BAY X1005, a new inhibitor of leukotriene synthesis: in vivo inflammation pharmacology and pharmacokinetics.

(R)-2-[4-(quinolin-2-yl-methoxy)phenyl]-2-cyclopentyl acetic acid) (BAY X1005) is an orally active inhibitor of the synthesis of the leukotrienes B4 and C4 in selected animal models that effectively reduces the vascular phenomena of inflammation, i.e., edema formation and leukocyte immigration. The arachidonic acid-induced mouse ear inflammation test allowed the evaluation of the antiedematous effects of BAY X1005 after topical (ED50, 18 micrograms/ear) and oral (ED50, 48.7 mg/kg) administration. Profound inhibition of myeloperoxidase activity as a marker for phagocyte infiltration was seen (ED50, 3 micrograms/ear topically and 7.9 mg/kg p.o.) even 5 hr after application. The platelet-activating factor-induced death of mice was statistical significantly and dose-dependently reduced (100 mg/kg p.o.; mean, 51%). BAY X1005 had no analgesic properties in the phenyl-benzoquinone writhing test in mice and only limited efficacy in the baker's yeast-induced hyperalgesia test in the rat (ED50, 90 mg/kg p.o.), although cyclooxygenase inhibitors (indomethacin ED50, 1.7 mg/kg p.o.) are very potent. In another cyclooxygenase-sensitive test, the carrageenan-induced edema and the baker's yeast-induced fever in the rat, BAY X1005 was virtually devoid of any activity. The rat whole blood ex vivo leukotriene B4 inhibition assay demonstrated that BAY X1005 was potent (ED50, 11.8 and 6.7 mg/kg p.o. at 1 and 5 hr, respectively) and had a long duration of action (16-hr ED40, 70 mg/kg p.o.). Similarly, inhibition of the zymosan-induced exudate leukotrienes B4 and C4 inhibition confirmed these data (ED50, 8.3 and 10.5 mg/kg p.o., respectively).(ABSTRACT TRUNCATED AT 250 WORDS)
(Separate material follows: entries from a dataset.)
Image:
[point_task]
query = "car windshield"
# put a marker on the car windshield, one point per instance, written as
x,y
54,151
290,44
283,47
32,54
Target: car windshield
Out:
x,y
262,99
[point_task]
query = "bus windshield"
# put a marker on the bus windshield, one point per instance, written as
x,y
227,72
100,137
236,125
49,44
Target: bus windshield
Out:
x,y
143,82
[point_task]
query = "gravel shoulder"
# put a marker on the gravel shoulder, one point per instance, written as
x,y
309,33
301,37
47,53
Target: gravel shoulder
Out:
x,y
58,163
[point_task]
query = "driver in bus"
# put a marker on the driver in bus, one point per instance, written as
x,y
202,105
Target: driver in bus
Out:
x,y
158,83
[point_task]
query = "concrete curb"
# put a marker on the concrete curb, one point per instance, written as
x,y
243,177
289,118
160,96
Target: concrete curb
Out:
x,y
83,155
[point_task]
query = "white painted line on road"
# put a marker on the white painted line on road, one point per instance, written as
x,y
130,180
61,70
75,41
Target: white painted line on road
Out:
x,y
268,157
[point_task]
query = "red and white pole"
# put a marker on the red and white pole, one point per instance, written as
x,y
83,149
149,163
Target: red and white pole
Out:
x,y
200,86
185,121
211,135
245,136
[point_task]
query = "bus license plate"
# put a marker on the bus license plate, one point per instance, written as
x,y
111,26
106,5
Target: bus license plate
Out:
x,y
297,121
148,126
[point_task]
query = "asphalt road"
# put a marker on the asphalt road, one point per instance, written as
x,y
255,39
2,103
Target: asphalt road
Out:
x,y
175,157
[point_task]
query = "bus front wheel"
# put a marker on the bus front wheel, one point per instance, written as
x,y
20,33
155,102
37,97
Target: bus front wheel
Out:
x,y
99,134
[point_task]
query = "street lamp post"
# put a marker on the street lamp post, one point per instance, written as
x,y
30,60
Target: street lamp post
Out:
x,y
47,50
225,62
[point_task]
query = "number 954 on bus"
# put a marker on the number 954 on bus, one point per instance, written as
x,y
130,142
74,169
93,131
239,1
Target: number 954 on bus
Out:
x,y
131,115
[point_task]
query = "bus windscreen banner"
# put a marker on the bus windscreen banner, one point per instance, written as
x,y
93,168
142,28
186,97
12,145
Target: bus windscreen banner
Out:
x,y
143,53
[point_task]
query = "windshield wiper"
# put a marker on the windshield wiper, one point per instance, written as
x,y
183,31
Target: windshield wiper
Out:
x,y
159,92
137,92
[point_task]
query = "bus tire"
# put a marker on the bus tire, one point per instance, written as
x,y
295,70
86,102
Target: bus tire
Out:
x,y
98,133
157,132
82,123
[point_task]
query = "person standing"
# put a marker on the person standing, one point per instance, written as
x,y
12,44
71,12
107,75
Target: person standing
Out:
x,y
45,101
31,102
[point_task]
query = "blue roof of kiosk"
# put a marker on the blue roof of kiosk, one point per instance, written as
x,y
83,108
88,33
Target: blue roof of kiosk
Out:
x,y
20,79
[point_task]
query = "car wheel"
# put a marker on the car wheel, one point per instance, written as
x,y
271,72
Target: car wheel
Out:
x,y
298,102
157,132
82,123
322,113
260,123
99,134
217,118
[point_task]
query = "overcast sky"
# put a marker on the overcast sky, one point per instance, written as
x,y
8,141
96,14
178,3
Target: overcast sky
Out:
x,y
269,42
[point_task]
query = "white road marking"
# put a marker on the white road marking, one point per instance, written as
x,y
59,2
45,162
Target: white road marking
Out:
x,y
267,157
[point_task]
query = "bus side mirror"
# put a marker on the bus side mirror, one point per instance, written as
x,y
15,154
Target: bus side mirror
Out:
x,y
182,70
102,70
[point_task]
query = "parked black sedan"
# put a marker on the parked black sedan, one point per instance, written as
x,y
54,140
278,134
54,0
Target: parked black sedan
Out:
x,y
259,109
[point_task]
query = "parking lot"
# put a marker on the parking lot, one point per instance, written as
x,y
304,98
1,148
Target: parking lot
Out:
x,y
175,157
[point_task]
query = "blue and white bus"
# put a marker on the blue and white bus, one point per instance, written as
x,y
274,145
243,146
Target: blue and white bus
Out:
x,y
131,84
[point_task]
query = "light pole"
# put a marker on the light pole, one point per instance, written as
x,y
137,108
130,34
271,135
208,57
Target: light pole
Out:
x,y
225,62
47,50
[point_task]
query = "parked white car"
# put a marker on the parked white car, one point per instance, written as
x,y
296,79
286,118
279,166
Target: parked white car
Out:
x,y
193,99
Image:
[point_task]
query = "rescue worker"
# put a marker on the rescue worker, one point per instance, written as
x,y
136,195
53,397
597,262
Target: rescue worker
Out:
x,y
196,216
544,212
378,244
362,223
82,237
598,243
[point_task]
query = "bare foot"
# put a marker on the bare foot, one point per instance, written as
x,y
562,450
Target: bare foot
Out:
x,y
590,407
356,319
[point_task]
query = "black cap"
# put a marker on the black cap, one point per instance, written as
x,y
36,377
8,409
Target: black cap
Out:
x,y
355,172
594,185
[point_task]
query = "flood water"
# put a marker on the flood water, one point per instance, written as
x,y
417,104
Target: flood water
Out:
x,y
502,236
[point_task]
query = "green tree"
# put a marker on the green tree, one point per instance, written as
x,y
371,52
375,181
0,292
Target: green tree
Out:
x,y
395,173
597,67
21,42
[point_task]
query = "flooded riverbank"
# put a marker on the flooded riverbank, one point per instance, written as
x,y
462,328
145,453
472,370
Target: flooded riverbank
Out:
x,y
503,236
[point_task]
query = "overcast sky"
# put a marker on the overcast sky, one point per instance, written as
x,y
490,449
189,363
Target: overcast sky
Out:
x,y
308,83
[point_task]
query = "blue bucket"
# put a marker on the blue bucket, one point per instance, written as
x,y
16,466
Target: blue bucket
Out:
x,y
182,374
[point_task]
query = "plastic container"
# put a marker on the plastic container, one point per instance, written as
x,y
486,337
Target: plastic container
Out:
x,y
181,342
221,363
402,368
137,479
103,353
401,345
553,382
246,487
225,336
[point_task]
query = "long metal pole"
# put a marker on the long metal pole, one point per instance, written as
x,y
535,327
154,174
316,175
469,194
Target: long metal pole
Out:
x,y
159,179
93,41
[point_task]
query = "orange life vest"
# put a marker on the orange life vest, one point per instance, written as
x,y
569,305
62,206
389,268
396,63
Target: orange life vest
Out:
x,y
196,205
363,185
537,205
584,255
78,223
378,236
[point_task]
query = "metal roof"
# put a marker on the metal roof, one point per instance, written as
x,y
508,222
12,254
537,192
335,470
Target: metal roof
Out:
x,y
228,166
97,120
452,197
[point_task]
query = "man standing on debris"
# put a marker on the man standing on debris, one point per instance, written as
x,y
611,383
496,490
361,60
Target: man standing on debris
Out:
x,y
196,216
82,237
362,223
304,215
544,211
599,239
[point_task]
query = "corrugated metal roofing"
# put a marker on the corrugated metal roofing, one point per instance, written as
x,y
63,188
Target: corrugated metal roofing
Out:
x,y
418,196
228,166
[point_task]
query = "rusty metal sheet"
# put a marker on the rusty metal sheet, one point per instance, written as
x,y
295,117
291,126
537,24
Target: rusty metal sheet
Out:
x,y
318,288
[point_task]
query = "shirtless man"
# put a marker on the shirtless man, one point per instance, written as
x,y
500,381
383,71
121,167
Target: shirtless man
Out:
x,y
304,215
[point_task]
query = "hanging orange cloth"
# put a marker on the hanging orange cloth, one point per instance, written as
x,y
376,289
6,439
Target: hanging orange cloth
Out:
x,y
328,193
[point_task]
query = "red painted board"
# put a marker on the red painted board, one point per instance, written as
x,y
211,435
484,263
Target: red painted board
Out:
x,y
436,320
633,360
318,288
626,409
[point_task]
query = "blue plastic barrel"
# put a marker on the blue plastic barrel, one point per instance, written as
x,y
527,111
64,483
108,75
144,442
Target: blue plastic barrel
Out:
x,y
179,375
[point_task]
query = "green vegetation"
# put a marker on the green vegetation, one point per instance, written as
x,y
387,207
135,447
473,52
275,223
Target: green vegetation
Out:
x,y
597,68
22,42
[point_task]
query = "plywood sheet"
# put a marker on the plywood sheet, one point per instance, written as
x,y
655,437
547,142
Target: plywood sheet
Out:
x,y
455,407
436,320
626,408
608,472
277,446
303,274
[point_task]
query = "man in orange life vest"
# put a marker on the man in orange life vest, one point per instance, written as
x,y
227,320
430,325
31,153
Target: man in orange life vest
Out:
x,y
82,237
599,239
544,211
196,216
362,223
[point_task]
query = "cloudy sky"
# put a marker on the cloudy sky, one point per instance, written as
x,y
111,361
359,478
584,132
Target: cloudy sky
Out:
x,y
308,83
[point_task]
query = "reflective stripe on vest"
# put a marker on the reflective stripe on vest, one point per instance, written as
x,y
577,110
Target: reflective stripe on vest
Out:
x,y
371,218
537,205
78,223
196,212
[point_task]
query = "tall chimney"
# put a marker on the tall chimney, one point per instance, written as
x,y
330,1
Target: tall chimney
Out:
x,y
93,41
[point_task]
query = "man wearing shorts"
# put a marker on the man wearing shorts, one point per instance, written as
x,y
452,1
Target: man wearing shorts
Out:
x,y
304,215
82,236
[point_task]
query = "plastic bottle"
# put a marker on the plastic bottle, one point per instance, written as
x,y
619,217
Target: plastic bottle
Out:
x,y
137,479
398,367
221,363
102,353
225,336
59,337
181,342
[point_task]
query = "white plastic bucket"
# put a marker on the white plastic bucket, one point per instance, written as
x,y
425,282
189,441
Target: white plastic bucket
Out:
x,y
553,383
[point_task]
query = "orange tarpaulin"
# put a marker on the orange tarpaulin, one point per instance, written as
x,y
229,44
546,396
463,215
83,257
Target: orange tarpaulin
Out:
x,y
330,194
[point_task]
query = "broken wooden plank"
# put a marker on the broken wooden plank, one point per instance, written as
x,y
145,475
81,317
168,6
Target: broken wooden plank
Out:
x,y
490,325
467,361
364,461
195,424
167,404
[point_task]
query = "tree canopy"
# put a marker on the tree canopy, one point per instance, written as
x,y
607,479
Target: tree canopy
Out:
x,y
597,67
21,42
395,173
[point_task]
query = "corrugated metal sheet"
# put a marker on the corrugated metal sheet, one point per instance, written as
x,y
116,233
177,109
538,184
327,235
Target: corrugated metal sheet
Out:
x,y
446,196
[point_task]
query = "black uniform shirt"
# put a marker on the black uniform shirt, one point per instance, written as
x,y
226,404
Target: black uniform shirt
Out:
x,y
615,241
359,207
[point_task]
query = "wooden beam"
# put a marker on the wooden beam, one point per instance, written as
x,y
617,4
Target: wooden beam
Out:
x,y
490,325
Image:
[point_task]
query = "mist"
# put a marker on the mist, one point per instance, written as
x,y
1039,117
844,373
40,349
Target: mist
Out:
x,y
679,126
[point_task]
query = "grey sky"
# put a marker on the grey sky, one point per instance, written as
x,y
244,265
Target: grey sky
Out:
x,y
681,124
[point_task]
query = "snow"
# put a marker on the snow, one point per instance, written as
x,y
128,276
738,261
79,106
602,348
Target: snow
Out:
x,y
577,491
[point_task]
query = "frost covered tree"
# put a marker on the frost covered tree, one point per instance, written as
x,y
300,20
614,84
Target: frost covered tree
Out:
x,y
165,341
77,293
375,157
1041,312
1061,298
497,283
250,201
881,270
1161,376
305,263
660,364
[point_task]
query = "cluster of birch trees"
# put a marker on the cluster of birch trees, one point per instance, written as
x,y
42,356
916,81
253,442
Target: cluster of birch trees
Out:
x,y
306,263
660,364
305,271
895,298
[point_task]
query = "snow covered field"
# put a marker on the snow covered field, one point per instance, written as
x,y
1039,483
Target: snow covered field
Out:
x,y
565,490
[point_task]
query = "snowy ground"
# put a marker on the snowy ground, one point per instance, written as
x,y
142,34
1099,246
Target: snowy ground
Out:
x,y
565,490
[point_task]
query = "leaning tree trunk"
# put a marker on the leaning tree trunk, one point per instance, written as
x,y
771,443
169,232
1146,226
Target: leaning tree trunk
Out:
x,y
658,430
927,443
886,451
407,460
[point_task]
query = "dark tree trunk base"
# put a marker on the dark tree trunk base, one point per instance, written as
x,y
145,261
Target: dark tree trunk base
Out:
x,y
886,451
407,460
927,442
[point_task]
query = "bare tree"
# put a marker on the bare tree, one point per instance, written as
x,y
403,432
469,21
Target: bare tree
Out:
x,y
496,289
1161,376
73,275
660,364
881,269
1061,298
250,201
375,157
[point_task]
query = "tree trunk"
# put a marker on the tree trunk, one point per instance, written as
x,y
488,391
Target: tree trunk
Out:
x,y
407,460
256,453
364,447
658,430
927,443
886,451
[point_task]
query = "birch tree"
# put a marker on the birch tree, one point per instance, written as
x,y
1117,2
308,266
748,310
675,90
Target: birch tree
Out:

BAY X1005, a new selective inhibitor of leukotriene synthesis: pharmacology and pharmacokinetics.

The enantiomer BAY X1005 [(R)-2-[4-(quinolin-2-yl-methoxy)phenyl]-2-cyclopentyl acetic acid] potently inhibits LTB4 synthesis in isolated PMNL of various species (IC50 mumol/l, human 0.22, rat 0.026, mouse 0.039) and LTC4 synthesis in mouse macrophages (IC50 0.021 mumol/l). Due to high protein binding the in vitro potency for LTB4 synthesis inhibition in whole blood is lowered to 17 mumol/l as determined by RIA. BAY X1005 is selective for the 5-lipoxygenase pathway leaving 12-HETE and HHT unaltered, as determined in human whole blood. After oral application BAY X1005 inhibits edema formation and myeloperoxidase activity in the arachidonate-induced mouse ear inflammation test (ED50 48.7 and 7.9, respectively). Oral activity in the rat ex vivo is found in whole blood for LTB4 synthesis inhibition (ED50 11.8 mg/kg p.o.). BAY X1005 demonstrates a high bioavailability (f 86%) with a Cmax of 13 mg/l and t1/2 of 3.5 h in the rat at 10 mg/kg p.o. Thus, the pharmacodynamic, pharmacokinetic profile and safety aspects of the leukotriene synthesis inhibitor BAY X1005 allow testing in man for its therapeutic potential in inflammatory and allergic diseases.